Many recipes are simple and call for ingredients you can easily purchase at the grocery store. Less common items such as essential oils could be found at local health food or natural food outlets.

For instance, mixing 2 teaspoons of baking soda with 1 quart of warm water is a great refrigerator cleaner.

Cornstarch and water make an effective mirror and window polish when you combine them into a paste and use a soft cloth to apply, rub gently and wipe clean.

Mixing 1 cup of baking soda and 1 teaspoon of tea tree oil creates a garbage can deodorizer. Blend the ingredients in a small bowl, using a fork to work out all the lumps before sprinkling the mixture in the bottom of the container after the liner is removed. Periodically rinse the garbage can with vinegar and allow it to dry in the sun.

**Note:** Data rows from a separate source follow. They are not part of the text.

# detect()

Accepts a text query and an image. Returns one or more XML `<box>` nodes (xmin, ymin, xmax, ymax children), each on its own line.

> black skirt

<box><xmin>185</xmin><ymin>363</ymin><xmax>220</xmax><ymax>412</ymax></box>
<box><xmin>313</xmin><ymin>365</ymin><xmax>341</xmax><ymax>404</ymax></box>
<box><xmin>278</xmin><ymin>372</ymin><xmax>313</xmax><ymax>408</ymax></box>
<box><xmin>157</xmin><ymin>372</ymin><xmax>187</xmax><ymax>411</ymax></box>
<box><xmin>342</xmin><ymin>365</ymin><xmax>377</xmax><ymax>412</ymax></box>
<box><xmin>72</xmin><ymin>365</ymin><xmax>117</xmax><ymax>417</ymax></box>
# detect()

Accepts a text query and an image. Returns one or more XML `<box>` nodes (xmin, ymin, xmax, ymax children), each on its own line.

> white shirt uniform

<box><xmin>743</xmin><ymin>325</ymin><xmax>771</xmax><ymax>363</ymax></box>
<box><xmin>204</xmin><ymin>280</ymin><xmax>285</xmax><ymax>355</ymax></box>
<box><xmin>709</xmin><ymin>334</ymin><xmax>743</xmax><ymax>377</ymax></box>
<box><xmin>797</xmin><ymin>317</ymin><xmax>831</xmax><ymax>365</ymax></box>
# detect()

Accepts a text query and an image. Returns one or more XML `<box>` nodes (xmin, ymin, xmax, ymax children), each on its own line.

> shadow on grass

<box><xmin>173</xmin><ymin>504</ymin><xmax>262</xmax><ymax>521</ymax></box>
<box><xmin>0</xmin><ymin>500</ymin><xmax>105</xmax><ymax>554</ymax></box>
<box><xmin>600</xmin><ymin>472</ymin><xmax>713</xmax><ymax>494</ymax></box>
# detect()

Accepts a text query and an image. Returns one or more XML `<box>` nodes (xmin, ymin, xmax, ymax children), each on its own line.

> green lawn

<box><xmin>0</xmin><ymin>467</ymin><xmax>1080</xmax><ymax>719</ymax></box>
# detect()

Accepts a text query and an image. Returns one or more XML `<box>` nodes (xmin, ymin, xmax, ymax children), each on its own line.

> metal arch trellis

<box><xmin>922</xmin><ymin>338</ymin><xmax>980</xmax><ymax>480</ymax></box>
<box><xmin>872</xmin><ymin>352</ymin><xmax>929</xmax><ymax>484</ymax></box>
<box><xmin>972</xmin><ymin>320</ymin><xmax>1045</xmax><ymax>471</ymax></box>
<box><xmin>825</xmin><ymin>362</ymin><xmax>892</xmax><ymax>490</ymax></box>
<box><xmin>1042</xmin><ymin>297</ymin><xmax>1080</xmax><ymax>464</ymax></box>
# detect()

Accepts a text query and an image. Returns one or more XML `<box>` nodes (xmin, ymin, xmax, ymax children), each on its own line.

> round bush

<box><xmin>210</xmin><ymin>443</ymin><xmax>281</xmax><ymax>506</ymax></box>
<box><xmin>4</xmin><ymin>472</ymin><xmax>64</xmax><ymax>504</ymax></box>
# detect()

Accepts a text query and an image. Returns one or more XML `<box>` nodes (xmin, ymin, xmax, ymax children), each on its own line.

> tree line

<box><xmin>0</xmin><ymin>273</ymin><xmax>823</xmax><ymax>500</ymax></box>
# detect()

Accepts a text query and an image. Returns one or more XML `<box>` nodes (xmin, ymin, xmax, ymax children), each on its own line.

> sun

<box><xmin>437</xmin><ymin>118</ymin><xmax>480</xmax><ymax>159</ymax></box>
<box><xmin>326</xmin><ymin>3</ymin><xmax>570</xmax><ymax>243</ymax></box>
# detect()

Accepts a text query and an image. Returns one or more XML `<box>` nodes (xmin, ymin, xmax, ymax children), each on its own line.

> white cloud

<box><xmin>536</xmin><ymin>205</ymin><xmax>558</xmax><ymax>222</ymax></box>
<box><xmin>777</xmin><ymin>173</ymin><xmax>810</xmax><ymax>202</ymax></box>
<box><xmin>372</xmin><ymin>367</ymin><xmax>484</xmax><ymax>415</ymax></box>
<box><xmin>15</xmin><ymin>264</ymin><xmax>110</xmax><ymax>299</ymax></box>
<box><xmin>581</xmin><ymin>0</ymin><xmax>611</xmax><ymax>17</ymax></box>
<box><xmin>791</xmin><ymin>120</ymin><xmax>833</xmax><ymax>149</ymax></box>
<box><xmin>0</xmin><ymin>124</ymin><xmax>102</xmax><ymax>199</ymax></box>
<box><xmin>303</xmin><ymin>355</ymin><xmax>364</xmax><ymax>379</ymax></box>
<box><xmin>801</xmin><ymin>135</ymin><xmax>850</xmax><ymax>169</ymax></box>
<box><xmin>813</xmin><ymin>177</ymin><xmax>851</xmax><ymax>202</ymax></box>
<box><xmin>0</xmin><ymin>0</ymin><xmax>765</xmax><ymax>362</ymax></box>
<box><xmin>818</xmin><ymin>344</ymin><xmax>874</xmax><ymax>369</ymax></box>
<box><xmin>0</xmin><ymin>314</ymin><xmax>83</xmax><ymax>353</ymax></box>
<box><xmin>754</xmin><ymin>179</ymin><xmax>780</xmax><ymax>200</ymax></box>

“Be sure to follow basic safety measures while you’re making and using any type of cleaning product, homemade or otherwise,” Peek said. “Read product labels carefully, and know that some chemicals can never be mixed.”

Other safety tips include mixing only enough for a single cleaning session or making no more than a month’s supply. It also is important to mix solutions in well-ventilated areas.

“Placing newly mixed cleaners in unused new containers, storing the sanitizers out of the reach of children and labeling containers with ingredients and the date they were made are all critical things to keep in mind when making your own cleaning supplies,” Peek said.